Just got off phone with @FLSERT Director @JaredEMoskowitz A portion of vaccines that were heading to PBC Publix will be diverted back to @healthcaredist & @HealthyFLPBC to serve areas where @Publix isn’t an option! State also planning to setup POD in Belle Glade. Thank you 🙏— Melissa McKinlay (@VoteMcKinlay) January 29, 2021
Health officials said earlier this week that Publix is the primary distributor of the COVID-19 vaccine in Palm Beach County.
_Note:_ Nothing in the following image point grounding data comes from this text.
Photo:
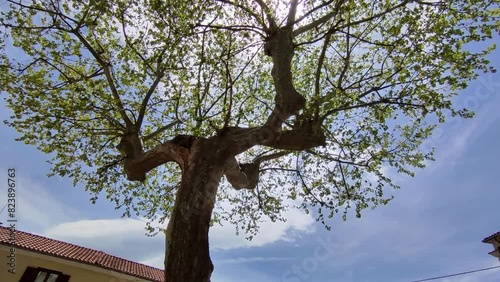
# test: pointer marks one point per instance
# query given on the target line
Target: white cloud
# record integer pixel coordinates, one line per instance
(106, 228)
(35, 204)
(224, 237)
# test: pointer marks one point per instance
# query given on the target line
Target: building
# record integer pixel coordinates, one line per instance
(495, 241)
(26, 257)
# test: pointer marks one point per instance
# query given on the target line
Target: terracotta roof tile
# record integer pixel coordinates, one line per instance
(65, 250)
(491, 237)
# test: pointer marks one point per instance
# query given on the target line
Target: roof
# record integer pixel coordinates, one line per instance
(80, 254)
(485, 240)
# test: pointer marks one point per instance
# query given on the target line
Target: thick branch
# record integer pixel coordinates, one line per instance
(175, 150)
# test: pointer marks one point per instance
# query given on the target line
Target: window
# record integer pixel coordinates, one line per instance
(32, 274)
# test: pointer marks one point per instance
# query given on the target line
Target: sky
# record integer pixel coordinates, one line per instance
(433, 227)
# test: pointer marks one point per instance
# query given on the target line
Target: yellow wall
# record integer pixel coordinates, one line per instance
(79, 272)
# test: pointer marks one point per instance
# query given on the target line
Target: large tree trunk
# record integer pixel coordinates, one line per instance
(187, 257)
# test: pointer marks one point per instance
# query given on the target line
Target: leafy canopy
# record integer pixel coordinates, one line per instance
(377, 75)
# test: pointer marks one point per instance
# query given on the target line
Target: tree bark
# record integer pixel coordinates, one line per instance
(187, 257)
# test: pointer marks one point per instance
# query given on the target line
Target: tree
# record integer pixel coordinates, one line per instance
(280, 103)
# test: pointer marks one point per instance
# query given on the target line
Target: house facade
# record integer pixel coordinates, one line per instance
(27, 257)
(495, 241)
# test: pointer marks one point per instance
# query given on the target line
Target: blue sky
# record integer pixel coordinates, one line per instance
(433, 227)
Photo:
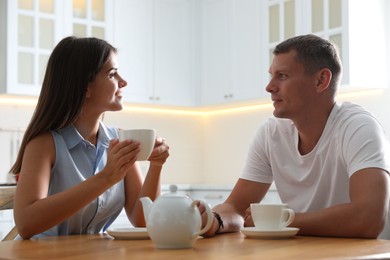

However, McKinlay and other western Palm Beach County leaders have expressed concerns with that plan, saying it's incredibly difficult for residents in The Glades to travel to Publix to receive the vaccine, citing the long distance and lack of transportation
"We're moving all of this into the hands of Publix, and yet when you leave Loxahatchee Groves, the Publix that's located there, you have to travel 108 miles until you get to the next Publix on State Road 80. That's in Lee County. That's in Lehigh Acres in Lee County," McKinlay said during Tuesday's county commission meeting.
That same day, the mayors of Belle Glade, Pahokee and South Bay sent Florida Gov. Ron DeSantis a letter, urging him to find a more convenient way to distribute the COVID-19 vaccine than through Publix.
The mayors said that for Belle Glade residents, the closest Publix is 25 miles away, 27 miles away for Pakokee residents, and 32 miles away for South Bay residents.
"In more affluent communities, none of those distances would be a barrier to getting the vaccine; people would simply get in their vehicles and drive to the Publix nearest their homes," the letter read. "For Glades residents, however, many do not own vehicles of their own but walk everywhere they go."
The mayors called that lack of transportation a "formidable barrier" that's preventing residents from getting the COVID-19 vaccine.
"The only way for many of these people to obtain the vaccine will be to use public transportation to travel some 30 miles, possibly with a small child or children in tow, wait in line, then make the return 30-mile trip again via public transportation," the letter read.
The Publix vaccine appointment system has come under fire recently, with registration slots filling up with seconds of going online, leaving many residents frustrated and unable to get vaccinated.
New appointment slots opened at 6 a.m. Friday and were completely booked 90 minutes later.
McKinlay told WPTV that 5,000 doses from Publix have been diverted to the county health department, although not all 5,000 will be going to the western communities.
No other details have been released about the vaccine distribution plan in western Palm Beach County.